Please forgive me if this question has been answered, I spent some time looking but couldn’t find something directly applicable.
We have an expensive product we need to pressure cycle test to prove it meets requirements.
Our requirement for cycle life is 1000 cycles minimum (95%,95%)
I used a binomial formula N=ln(αlpha)/ln(P) =ln(.05)/ln(.95) and determined that I needed 59 samples and no test failures.
But my manager said no way, use only 30 samples. I responded that for this sample size I calculate that I can only state 90% reliability (ln(.05)/ln(.90)=28 samples) and this is pretty much the same value as I get from table 2 of the RIAC article “Analysis of one shot devices”.
So I do the test with 30 samples and we are at 100,000 with no failures, way past our 1000 cycle requirement. We are at 100 times our requirement and I want to stop the test and write the test report as a pass.
But people here will state that I have no failure data to statistically analyze and my sample size calculation above states I tested only half the amount of samples I needed for the company (95%,95%) standard.

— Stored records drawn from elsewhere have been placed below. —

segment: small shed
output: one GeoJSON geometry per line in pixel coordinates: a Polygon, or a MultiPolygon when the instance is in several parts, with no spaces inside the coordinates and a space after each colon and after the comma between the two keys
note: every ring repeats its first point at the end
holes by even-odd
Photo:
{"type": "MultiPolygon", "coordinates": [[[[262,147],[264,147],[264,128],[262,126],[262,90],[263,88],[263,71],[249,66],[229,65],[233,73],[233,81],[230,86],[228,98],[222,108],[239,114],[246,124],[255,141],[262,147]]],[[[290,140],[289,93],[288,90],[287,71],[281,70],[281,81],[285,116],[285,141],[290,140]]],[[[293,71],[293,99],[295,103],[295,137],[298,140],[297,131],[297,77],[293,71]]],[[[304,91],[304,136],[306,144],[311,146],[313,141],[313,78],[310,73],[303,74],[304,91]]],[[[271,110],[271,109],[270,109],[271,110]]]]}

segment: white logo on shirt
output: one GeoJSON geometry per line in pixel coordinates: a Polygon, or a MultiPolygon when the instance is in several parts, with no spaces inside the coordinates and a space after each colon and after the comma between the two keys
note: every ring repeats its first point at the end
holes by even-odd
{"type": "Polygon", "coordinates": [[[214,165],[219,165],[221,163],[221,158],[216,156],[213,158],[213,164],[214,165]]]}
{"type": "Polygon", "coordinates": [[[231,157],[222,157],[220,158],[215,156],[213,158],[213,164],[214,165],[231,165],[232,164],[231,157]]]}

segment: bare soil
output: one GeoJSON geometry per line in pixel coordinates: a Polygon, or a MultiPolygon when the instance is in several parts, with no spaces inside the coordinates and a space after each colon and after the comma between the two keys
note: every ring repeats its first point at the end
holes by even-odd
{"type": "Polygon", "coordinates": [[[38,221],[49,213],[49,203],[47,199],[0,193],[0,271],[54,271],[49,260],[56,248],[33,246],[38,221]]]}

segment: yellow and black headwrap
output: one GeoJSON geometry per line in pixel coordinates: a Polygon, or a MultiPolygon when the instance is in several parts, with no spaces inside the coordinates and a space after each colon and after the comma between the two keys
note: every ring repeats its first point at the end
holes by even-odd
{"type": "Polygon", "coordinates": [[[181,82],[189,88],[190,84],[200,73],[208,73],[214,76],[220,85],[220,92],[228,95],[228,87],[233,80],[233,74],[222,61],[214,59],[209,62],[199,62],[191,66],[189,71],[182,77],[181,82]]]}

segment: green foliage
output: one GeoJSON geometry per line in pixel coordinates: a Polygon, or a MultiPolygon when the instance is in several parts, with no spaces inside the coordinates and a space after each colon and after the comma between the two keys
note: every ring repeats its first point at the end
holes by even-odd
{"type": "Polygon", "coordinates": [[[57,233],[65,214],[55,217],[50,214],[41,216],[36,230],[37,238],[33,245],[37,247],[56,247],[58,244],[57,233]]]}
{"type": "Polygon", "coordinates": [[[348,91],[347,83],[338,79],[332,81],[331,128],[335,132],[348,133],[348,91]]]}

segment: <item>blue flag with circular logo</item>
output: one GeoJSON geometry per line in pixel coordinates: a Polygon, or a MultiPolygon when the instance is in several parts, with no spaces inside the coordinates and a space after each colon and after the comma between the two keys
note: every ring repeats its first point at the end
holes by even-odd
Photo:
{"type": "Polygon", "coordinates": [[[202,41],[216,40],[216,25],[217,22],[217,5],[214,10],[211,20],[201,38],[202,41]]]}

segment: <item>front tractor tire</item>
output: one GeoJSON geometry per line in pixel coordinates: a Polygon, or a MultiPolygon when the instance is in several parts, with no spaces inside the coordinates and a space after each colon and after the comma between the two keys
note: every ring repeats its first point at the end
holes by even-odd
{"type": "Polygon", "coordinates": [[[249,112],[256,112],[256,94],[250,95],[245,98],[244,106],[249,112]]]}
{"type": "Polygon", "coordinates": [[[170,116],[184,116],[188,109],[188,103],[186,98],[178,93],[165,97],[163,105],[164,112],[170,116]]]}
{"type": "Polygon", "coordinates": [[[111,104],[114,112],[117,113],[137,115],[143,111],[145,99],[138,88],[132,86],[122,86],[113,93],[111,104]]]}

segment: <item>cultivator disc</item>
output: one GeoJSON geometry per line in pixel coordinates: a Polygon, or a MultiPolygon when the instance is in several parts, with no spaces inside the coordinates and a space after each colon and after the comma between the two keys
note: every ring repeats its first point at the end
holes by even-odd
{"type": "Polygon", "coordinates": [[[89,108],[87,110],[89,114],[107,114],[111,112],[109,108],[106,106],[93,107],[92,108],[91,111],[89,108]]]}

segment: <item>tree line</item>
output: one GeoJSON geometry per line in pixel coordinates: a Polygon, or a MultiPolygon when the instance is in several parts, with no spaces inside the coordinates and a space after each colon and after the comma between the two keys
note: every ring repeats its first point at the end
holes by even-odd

So I need another formula or modification for sample size that takes into account far exceeding requirements. For example, in the formula above I calculated that 28 samples with 0 failures would demonstrate 90% reliability with respect to my 1000 cycle requirement. I think its safe to say that I demonstrated that if I had no failures at 100,000 cycles under this sample size designed to demonstrate 90% reliability, I readily have 95% reliability with respect to my requirement with this sample size based on my results.
To further complicate things, our measure of failure is a leak test. The leak test results are unchanging from the baseline and I suspect that if and when a failure occurs I will have a sudden gross leak (there will be pass/fail data only). There is no data that can be used to model any distribution.